**Big Data and NLP: Inverted Index Database for 19,000 Reuters News Articles**

This project is about implementing an inverted index using Apache Spark（Pyspark）to build a relational database (SQLite) for 19,000 Reuters News Articles.

Jenny Yu

In [1]:
# Set up the environment

!apt-get install openjdk-8-jdk-headless -qq > /dev/null
!wget -q https://archive.apache.org/dist/spark/spark-2.4.4/spark-2.4.4-bin-hadoop2.7.tgz
!tar xf spark-2.4.4-bin-hadoop2.7.tgz
!pip install -q findspark

import os
os.environ["JAVA_HOME"] = "/usr/lib/jvm/java-8-openjdk-amd64"
os.environ["SPARK_HOME"] = "/content/spark-2.4.4-bin-hadoop2.7"

import findspark 
findspark.init("spark-2.4.4-bin-hadoop2.7")# SPARK_HOME

from pyspark import SparkContext
sc = SparkContext.getOrCreate()

In [3]:
from google.colab import drive
drive.mount('/content/drive')

Mounted at /content/drive


In [4]:
# Put input_docs.zip in Google Drive

!rm -rf input_docs

!cp /content/drive/My\ Drive/input_docs.zip .
!unzip input_docs.zip > /dev/null

# !cp /content/drive/My\ Drive/input_docs_sample.zip .
# !unzip input_docs_sample.zip > /dev/null

!ls input_docs/ | wc -l

# for the real collection change above input_docs_sample.zip to input_docs.zip
# for the sample collection of 5 docs, the process is fast
# for the real collection, the process takes about 6 min (start to finish, the whole notebook) 

19026


In [5]:
import nltk
nltk.download('stopwords')

[nltk_data] Downloading package stopwords to /root/nltk_data...
[nltk_data]   Unzipping corpora/stopwords.zip.


True

**1.Build the index using a document collection**

**Create an RDD from a text file**

Each line of the text file becomes an element of the RDD.

In [6]:
# wholeTextFiles generates an RDD of pair values, 
# where the key is the full path of each file, the value is the content of each file
# input = sc.wholeTextFiles("/content/drive/My\ Drive/input_docs");
input = sc.wholeTextFiles("input_docs");

# Now we strip the prefix of filenames and leave only the basename. 
# e.g. 'file:/content/drive/My Drive/Colab Notebooks/data_spark/input_docs/3.html'
# becomes '3.html' 
import os
from bs4 import BeautifulSoup

input2 = input.map(lambda x: (int(os.path.basename(x[0]).split(".")[0]), x[1]))

print(input2.take(1))


[(14372, "<H2> 7-APR-1987 12:42:50.60</H2>\r\n<H2>COCOA/COFFEE/SUGAR TRADE NEWS/MARKET COMMENT</H2>\r\nWest African\norigins believed near market, especially Ivory and Ghana.
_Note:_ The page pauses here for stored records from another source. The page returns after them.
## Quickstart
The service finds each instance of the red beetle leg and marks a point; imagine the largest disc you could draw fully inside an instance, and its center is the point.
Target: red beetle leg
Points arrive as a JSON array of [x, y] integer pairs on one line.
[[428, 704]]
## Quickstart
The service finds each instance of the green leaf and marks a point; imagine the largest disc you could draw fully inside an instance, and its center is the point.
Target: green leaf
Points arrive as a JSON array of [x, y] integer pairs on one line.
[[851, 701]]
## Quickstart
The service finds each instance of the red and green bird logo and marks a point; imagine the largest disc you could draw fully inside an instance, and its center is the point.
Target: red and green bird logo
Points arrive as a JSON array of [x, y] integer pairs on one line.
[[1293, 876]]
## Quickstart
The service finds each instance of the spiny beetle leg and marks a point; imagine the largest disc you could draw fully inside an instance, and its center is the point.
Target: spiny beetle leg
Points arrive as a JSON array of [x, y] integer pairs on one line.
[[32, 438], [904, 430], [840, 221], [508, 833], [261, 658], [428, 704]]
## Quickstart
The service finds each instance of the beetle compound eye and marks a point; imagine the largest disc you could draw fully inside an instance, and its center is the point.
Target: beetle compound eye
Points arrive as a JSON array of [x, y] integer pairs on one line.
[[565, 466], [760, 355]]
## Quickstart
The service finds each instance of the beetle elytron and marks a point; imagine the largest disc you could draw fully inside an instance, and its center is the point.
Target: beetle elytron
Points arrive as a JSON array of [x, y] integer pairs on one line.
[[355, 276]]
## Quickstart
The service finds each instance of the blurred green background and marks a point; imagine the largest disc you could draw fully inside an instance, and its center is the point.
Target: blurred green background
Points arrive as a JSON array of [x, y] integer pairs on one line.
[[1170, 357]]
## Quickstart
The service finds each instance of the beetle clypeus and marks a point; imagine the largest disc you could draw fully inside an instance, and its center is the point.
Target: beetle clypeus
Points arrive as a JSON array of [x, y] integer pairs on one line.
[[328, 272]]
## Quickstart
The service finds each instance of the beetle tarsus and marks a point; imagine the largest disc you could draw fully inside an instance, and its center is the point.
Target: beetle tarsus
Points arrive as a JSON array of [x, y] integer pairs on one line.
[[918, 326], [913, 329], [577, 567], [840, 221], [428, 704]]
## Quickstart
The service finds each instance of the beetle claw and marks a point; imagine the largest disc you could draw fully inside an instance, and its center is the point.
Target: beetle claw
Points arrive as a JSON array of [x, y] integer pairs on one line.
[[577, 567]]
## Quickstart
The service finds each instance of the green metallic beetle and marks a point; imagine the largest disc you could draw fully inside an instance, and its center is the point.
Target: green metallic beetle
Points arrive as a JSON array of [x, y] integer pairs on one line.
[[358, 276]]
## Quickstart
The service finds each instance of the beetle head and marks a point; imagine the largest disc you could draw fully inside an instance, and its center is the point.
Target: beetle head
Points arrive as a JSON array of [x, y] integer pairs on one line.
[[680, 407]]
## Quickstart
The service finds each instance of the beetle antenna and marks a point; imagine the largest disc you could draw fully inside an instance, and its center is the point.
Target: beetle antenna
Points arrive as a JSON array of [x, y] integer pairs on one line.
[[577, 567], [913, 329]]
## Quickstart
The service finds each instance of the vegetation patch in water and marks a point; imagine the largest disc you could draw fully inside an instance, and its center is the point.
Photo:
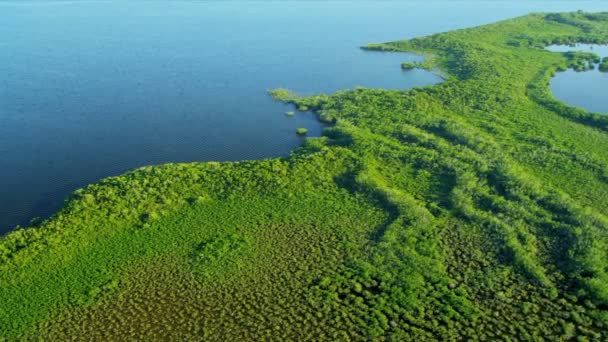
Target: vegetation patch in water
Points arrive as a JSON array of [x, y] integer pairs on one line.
[[473, 209]]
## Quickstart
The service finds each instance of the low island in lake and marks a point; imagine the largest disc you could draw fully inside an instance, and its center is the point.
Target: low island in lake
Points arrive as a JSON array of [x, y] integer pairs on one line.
[[471, 209]]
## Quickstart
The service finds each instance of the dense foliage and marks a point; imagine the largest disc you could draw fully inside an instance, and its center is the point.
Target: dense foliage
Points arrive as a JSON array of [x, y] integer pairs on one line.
[[467, 210], [604, 65]]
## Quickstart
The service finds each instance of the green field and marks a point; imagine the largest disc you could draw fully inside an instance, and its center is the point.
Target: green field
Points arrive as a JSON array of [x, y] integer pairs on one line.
[[472, 209]]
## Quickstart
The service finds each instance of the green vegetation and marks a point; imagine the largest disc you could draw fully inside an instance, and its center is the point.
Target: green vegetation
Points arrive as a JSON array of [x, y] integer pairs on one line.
[[409, 65], [604, 65], [473, 209]]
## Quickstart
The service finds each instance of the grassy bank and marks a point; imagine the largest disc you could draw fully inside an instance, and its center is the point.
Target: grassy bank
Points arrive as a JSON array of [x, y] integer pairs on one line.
[[466, 210]]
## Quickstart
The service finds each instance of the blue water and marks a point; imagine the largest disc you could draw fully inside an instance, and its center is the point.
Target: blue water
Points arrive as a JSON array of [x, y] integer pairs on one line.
[[586, 89], [91, 89]]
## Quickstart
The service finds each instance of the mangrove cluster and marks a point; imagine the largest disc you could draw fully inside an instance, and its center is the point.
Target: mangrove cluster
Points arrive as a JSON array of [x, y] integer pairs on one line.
[[472, 209]]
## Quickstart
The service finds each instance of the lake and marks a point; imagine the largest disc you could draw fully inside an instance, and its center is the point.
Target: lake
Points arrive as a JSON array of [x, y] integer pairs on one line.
[[585, 89], [91, 89]]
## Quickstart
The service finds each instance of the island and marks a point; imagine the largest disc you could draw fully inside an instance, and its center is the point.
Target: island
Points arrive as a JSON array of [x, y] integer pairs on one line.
[[472, 209]]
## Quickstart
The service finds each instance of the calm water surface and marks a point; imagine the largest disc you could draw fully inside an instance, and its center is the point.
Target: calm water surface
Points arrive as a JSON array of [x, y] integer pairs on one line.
[[586, 89], [91, 89]]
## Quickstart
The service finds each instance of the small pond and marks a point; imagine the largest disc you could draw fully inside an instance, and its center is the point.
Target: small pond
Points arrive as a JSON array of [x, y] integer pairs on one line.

Ivory\nreported traded yesterday around 1,325 French Francs per 100\nkilos cif for new crop while Ghana was offering at 1,460 stg a\ntonne cif, also for new crop... Offtake small, restricted to\ndealer book-squaring ahead of buffer stock buying which\npossibly next week, some say... Ghana resale June/Aug 60 stg\nover Sep.\n    Cocoa comment/market talk - Terminal on defensive on firm\nsterling and overhanging West African new crop offers, but\nprospective buffer stock buying and lower Bahia Temperao crop\n(possibly down to 1.5 mln bags from 2.0/2.5 mln) constructive.\n    Sugar physical trade - Malta tendering for 3,000 tonnes\nwhites today for arrival in two equal parts in May and June. No\nnews by late afternoon... India in tomorrow for one/two cargoes\nwhites with Syria tendering same day for 36,000 tonnes whit

**Clean the text**

**Create RDD of （word，（docid，frqc，tf））**


In [7]:
# Doc to wordlist function
# The output will be a list of tuples such as 
# ("apple", (3,10,10/20)), 
# where 3 is docid, 
# 10 is frequency of "apple" in this doc, 
# 20 is maxf in in this doc.

# from bs4 import BeautifulSoup
from collections import Counter
import re

from nltk.corpus import stopwords
stop_words = set(stopwords.words('english'))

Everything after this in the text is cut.